ReWater MENA reveals a deepening water crisis in Jordan – and a way forward

Jordan is the second most water scarce country in the world. Jordan’s annual renewable water resources are less than 100 m3 per person, significantly below the threshold of 500 m3 per person which defines severe water scarcity. While more than 98% of the population has access to an improved water source, only 93% access a safely-managed source and 86% to a piped network. In urban areas, water is usually available once a week, and less than once every two weeks in rural areas, with reduced frequency during the summer. Only 77.3% of existing sanitation systems are safely managed and only a third of schools have basic sanitation services. These challenges have been exacerbated by increased water demands due to growth in population and in industrial and agricultural capacity.

At the same time, Jordan is among the most vulnerable countries in the world to the impacts of climate change, in a region which already suffers from aridity, recurrent drought and water scarcity. These factors put increased stress on water availability and require a balance   between household water demand and irrigation demand for agriculture. Reducing allocated water for the agriculture sector may provide water for the increased water demand for other sectors; domestic and industrial uses. Hence, Jordan government followed a strategy to reduce water for agriculture reallocating water for other sectors. The Strategy will borrow approaches, concepts and methods from complementary water user sectors in order to harmonize related strategic objectives as part of the national water strategy implementation.

To bridge the gap between water supply and demand, ReWater MENA project, a 4-year regional project funded by Swedish International Development Cooperation Agency (SIDA) and implemented by International Water Management Institute (IWMI), aims at expanding safe water reuse in the MENA region. The project along with its partners, works on validating wastewater reuse models in irrigation. Moreover, treated wastewater can be considered as an adaptation measure to climate change that is capable of reducing the deficit between water demand and water resource potential.

As a partner of ReWater MENA project, the Royal Scientific Society (RSS) has been developing an integrated and sustainable wastewater reuse model at the Northern Valley, considering social, technical, economic and environmental impacts. Farmers in the Northern Jordan Valley rely completely on King Abdullah Canal (KAC) for irrigation. They utilize the average of 35 MCM annually to irrigate about 5000ha, mainly citrus trees, which approximately covers only 70% of the actual water requirements. Yet, about 15 MCM/year of the treated wastewater, coming down from three main wastewater treatment plants in Irbid, are being discharged to Jordan River without any reuse.

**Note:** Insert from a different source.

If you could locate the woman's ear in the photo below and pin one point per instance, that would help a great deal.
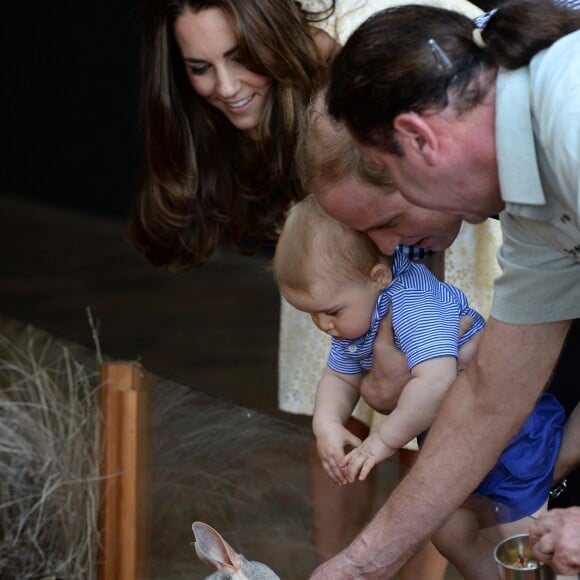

As mentioned by Dr. Moayied Al Sayed from RSS, “The reuse model assumes reusing the whole quantity of the treated wastewater coming down from the three upstream plants to be mixed with the KAC water in different ratios i.e. 1:5; 1:7 and 1:9. The CropWat model, developed by FAO, has been used to estimate the actual water requirements for citrus trees in the targeted areas, in comparison with the current supply from KAC. The reuse model suggests covering the gap between the actual requirements of trees and the current supply by reusing the treated wastewater, which would in turn improve the crop yield”,

The RSS team has also considered the climate change impacts i.e. reducing precipitation and increasing temperature, which would result in changing the water availability at KAC, and accordingly the water allocated for farmers. The RSS team are extracting precipitation data from bias adjusted EURO-CORDEX domain for the period from 1998-2017 for 4 different General Circulation Models (GCMs) driven by one regional model.

Along with the technical modelling exercise, the RSS team has been working hand-in-hand with the community members, farmers, governmental bodies and CBOs to better understand the social and economic constrains that are relevant to the reuse model. Once the reuse model is finalized, the RSS, through the National Steering Committee and National Learning Alliance, will be applied on ground. The wastewater reuse at Northern Valley would potentially save the amount of 10 MCM of freshwater flows in KAC that would alternatively be used for domestic purposes.